After lunch, we headed to the Aquarium and took the boat to Ft. Sumter. All I really knew before I took the tour was that it was the sight of the first shot fired in the Civil War. I had no idea how long it took to build the fort (10 YEARS!) and that the original plans called for over 80,000 bricks. It was a five sided, three-story fort with walls that are 5′ thick! The fort you see today is vastly different from the fort of the Civil War but it is worth seeing and the cooling breeze on the island is worth the price of admission on a hot summer day.

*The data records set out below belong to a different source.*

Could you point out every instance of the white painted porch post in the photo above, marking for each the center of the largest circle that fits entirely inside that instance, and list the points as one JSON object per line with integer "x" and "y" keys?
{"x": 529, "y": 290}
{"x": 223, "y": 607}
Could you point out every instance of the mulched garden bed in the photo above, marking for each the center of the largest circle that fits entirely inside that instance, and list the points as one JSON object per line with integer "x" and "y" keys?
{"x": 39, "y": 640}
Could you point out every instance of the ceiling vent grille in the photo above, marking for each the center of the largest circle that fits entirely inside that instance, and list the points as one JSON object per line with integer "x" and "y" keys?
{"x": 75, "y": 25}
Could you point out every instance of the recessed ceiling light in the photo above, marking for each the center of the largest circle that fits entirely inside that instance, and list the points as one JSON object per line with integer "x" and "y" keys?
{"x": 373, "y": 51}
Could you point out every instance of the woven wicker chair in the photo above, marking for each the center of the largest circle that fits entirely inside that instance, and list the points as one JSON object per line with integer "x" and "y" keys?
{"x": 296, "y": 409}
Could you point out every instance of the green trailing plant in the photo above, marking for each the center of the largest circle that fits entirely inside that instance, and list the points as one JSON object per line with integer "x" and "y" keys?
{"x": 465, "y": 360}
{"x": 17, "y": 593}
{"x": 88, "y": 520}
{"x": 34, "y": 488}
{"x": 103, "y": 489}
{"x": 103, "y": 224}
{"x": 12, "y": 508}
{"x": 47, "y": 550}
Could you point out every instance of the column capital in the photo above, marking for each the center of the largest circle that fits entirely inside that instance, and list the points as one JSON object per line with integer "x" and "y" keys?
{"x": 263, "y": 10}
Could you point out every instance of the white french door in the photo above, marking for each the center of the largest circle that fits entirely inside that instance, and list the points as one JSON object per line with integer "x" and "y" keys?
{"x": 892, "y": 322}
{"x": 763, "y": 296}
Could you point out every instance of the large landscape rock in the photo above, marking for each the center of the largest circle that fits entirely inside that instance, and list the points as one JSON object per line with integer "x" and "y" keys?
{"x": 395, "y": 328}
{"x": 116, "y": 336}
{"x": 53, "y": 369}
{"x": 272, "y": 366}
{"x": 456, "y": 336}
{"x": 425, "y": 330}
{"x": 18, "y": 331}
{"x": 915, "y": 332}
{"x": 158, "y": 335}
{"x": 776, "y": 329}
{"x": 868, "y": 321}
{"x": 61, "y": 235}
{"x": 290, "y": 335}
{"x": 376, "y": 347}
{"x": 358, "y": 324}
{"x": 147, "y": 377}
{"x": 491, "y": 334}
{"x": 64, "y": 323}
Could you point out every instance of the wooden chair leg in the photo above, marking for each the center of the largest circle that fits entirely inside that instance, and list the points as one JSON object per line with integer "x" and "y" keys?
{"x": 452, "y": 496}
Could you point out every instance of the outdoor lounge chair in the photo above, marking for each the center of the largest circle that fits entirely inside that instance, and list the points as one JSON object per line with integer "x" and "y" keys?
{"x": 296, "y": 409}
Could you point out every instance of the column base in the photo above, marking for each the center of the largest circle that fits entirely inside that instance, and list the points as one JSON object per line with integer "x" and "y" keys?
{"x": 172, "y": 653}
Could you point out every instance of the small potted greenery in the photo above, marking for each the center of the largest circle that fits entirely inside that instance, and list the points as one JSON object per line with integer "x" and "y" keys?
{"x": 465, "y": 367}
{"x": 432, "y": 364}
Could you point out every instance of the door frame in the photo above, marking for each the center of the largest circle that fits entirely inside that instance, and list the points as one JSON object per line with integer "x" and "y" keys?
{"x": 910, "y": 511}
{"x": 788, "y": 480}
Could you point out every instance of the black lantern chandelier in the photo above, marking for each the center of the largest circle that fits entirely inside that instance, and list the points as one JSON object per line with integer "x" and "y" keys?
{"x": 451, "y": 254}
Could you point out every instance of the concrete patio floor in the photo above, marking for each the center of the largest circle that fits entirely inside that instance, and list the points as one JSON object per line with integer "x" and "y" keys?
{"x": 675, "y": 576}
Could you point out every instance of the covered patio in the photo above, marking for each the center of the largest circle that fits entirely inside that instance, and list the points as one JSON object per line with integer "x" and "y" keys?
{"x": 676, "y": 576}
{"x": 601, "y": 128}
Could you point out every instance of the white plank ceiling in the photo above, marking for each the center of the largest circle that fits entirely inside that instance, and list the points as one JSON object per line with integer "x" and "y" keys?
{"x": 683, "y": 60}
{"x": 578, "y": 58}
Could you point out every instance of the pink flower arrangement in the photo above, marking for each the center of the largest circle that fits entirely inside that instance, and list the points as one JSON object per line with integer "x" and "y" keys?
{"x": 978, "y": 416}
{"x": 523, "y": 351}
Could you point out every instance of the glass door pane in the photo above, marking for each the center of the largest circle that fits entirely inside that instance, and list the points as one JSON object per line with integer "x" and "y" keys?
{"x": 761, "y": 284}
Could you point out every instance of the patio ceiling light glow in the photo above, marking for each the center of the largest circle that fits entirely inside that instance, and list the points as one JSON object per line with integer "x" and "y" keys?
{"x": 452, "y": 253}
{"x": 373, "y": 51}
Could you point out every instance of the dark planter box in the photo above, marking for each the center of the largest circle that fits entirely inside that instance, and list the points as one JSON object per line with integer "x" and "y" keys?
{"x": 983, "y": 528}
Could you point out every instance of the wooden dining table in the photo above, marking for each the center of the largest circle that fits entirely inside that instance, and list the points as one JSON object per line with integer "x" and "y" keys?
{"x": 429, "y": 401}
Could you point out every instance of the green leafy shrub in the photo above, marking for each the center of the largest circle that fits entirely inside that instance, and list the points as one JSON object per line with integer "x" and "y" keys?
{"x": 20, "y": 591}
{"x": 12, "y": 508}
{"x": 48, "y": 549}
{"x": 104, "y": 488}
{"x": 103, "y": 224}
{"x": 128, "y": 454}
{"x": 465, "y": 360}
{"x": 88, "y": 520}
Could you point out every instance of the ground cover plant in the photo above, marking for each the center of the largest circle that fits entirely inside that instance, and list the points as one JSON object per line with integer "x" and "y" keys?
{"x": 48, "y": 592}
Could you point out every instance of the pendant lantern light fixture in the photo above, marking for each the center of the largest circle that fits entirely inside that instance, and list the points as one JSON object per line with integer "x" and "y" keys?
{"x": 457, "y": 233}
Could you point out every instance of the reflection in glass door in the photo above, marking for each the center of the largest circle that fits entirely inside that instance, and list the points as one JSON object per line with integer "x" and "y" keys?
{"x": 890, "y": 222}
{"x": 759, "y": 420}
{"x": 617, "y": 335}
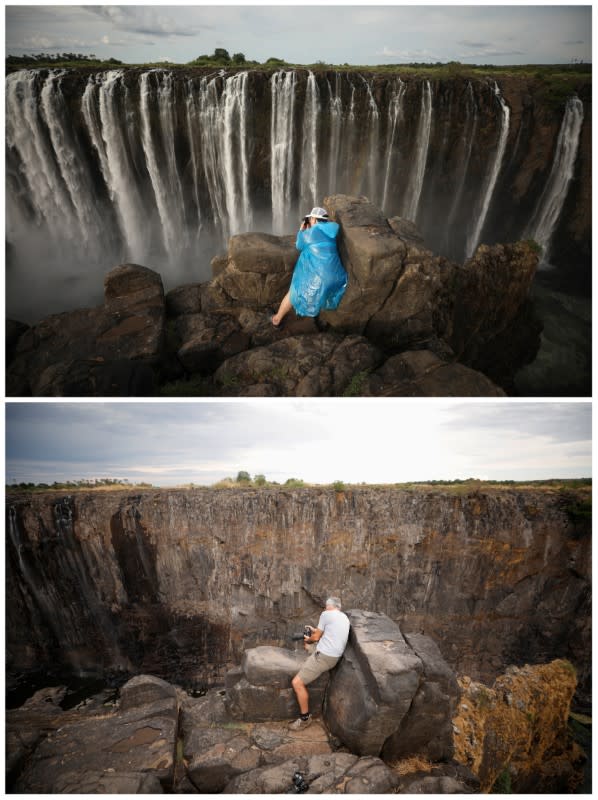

Thursday was our beach day. We started with a hearty breakfast and hit the highway! We decided on the beach at the Isle of Palms, it is the only public beach in the area with restrooms, a snack bar, and on site beach chair/umbrella rentals. We had a lovely day, hot but with a constant breeze. The water was 80 degrees and the beach was not very crowded. Early afternoon we experienced our first “beach dust devil”. The heat from the sand forms a whirlwind which struck a very wide and long path on the beach. We escaped without incident but some of our fellow beach goers were not so lucky. It tossed beach chairs, umbrella’s, and toys down the length of the beach. One gentleman was hit in the head by flying debris and had to be taken to the hospital for stitches. It hit with no warning and lasted a few minutes but rained destruction while it lasted.
I love the beach, I could see myself retiring to a beach front home and being very, very happy. Nothing is more relaxing that sitting in a low beach chair, feet in the sand, icy cold water in the cooler, a great book to read, while listening to the sound of waves crashing on the shore. By the end of the day I was completely and totally stress free. I am so glad the weather cooperated and we were able to have such a beautiful beach day!